All it would take for anyone to defeat you in the typical bunker is to back up their truck to the air inlet and hook a hose from their tailpipe to the air inlet. Within minutes, you’ll either be coming out the hatch or choking to death from the carbon monoxide being pumped into your bunker.
That’s not to say that bunkers are totally useless. There are ways of having a bunker, which will allow you security, as well as the ability to defend yourself. But to do so, you need to have a way of seeing what is going on outside the bunker, at ground level, as well as fighting from the safety of your bunker.
Essentially I’m referring to building a bunker along the style of what was built in World War II, specifically the bunkers the Germans had along the Normandy heights, where they had their heavy guns. Those created quite a challenge to the allied landing force that was beginning the push towards Berlin. While you wouldn’t have the same weapons available to you that they did, you also wouldn’t have an entire Army attacking you.
Such a fighting area should be separated from the rest of the bunker by a secure door, just in case they manage to throw a bomb in there. While whoever is in that fighting position would die, the rest of your family would still be safe, at least until the enemy breached that door.

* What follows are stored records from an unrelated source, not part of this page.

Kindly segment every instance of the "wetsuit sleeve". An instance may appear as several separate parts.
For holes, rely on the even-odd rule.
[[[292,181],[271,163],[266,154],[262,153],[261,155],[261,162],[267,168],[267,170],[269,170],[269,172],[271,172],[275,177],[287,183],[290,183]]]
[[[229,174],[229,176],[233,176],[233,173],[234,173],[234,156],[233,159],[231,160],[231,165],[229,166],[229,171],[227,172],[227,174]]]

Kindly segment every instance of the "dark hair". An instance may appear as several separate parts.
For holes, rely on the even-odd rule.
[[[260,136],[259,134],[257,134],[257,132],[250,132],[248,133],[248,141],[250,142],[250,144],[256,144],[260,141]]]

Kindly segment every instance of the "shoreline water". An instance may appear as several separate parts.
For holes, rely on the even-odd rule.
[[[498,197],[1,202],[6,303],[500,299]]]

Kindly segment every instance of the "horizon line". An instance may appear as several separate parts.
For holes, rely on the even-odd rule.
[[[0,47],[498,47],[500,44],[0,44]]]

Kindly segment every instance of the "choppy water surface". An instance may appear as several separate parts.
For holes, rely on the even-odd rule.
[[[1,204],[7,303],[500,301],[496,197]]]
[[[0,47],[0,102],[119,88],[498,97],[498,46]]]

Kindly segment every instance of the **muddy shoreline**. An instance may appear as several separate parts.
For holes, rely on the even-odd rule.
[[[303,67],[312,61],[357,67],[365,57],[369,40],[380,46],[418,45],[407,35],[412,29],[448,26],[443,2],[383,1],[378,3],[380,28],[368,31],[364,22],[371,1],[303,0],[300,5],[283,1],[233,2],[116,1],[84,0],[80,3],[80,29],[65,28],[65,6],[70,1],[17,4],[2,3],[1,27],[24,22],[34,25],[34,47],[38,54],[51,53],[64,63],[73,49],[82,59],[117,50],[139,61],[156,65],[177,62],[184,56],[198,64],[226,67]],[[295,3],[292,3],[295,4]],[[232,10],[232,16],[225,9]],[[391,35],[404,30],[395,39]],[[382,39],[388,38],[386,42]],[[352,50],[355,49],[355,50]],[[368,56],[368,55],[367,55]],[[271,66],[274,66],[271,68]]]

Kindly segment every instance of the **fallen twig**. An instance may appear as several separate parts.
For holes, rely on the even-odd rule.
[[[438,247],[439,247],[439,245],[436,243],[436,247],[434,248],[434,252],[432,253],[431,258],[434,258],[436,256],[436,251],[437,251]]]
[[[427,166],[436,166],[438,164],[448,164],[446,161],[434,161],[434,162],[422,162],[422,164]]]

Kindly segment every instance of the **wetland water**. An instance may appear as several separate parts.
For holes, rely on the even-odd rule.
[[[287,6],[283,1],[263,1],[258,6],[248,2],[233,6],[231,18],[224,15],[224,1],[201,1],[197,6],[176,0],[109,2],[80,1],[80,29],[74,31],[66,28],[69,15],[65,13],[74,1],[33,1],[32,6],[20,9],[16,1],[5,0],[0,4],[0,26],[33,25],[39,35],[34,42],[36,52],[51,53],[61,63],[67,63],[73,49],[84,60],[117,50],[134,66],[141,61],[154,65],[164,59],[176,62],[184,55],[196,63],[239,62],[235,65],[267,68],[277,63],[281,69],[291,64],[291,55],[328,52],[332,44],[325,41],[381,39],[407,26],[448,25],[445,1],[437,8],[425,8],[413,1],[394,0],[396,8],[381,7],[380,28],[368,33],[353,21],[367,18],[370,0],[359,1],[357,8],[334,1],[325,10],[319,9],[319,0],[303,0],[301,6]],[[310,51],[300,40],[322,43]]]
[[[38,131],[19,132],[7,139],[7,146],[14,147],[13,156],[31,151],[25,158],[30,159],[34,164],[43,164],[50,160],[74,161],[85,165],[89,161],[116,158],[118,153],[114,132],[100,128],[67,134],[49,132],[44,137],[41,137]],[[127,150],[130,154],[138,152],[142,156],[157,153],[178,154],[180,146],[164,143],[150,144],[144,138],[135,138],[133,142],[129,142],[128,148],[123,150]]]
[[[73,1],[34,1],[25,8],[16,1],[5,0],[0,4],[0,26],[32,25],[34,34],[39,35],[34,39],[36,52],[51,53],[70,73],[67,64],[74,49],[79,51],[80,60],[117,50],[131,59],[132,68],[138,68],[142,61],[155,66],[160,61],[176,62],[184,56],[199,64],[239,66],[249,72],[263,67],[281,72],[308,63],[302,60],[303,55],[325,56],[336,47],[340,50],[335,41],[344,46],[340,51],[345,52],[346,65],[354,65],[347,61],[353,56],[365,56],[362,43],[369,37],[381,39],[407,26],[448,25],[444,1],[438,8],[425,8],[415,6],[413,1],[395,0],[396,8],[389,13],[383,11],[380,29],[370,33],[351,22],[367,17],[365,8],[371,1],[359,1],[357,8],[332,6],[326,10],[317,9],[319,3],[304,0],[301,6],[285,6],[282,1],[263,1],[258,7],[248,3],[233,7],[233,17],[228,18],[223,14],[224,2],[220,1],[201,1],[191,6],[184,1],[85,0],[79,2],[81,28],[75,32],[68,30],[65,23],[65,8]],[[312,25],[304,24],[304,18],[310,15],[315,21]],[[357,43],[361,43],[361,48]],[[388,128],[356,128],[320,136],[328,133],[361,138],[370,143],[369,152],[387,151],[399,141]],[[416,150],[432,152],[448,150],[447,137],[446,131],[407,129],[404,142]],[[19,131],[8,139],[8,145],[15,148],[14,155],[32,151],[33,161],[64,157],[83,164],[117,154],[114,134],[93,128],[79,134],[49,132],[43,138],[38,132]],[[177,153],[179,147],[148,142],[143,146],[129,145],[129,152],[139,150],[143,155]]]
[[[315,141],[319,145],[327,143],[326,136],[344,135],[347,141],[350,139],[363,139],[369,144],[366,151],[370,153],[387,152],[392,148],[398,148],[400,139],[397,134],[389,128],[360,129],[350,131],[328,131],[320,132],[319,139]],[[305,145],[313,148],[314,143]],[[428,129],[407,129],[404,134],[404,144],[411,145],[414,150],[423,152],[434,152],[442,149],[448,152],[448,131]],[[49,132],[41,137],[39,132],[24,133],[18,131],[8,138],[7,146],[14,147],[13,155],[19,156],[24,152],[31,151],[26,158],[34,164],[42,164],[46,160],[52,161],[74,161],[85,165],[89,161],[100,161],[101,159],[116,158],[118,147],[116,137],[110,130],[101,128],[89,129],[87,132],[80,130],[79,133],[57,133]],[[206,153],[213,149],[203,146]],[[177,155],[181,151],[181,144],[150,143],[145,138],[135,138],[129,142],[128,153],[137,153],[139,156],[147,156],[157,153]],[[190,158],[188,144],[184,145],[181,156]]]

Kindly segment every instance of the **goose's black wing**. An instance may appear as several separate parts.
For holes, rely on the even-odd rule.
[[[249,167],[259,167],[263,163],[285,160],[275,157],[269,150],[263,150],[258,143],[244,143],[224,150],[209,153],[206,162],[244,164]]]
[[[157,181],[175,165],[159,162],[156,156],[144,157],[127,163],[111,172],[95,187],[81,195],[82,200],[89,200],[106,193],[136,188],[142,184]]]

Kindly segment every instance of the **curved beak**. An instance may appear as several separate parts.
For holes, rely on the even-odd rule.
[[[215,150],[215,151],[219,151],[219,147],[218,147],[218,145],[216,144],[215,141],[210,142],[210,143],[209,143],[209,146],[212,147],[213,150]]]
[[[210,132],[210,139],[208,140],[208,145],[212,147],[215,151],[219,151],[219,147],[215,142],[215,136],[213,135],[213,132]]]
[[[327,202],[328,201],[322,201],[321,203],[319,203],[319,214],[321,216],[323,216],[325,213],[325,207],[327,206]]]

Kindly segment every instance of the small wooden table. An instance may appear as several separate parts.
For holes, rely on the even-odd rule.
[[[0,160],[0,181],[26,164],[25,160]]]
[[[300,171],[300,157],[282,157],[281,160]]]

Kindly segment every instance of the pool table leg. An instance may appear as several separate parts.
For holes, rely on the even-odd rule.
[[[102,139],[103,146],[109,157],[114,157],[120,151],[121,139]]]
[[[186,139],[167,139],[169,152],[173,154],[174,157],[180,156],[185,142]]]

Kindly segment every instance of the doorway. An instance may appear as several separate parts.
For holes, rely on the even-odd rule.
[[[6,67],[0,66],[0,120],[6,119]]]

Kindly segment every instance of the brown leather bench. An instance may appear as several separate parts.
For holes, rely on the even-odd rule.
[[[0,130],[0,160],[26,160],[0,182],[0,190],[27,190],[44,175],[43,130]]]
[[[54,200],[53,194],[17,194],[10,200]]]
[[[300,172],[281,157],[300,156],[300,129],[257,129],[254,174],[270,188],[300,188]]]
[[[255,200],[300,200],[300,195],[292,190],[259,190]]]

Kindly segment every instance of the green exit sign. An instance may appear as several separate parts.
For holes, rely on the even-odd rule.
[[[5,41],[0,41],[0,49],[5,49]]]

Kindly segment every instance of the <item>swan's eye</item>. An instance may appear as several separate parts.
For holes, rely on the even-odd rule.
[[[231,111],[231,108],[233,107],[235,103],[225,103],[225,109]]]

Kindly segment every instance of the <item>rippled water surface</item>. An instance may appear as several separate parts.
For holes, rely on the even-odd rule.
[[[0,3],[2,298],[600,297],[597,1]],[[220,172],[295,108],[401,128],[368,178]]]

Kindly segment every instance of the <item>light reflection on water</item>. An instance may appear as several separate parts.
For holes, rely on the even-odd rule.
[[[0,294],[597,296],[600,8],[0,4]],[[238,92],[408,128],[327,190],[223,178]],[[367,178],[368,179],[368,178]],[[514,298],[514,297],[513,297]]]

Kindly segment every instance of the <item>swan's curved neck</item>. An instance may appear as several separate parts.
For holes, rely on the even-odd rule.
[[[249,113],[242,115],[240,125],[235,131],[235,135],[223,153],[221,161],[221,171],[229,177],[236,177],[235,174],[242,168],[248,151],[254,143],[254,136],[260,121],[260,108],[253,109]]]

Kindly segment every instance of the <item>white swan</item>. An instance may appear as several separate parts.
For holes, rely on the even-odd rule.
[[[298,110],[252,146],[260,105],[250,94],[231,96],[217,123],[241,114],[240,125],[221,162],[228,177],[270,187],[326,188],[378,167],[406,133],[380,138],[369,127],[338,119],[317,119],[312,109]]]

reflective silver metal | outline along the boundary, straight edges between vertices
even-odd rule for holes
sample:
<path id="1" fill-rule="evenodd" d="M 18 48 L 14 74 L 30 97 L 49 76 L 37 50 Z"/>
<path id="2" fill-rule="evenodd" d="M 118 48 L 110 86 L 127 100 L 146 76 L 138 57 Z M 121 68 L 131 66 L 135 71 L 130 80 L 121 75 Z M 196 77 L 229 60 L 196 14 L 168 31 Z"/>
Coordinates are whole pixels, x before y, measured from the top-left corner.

The other important key is to have an escape tunnel that goes far enough so that they can’t easily find the exit; say to the opposite side of a hill. To make it even better, have that escape tunnel go to an underground garage, where you have an escape vehicle waiting to get your family away, in case your bunker becomes overrun.
Granted, this is pretty extreme, but then, so is the idea of building a bunker as a survival retreat. If you think there’s a chance that you will be attacked and that the answer to such an attack is to have a bunker, than you’d better make sure that the bunker can help you stay alive… otherwise, all you’ve done is spend a lot of money.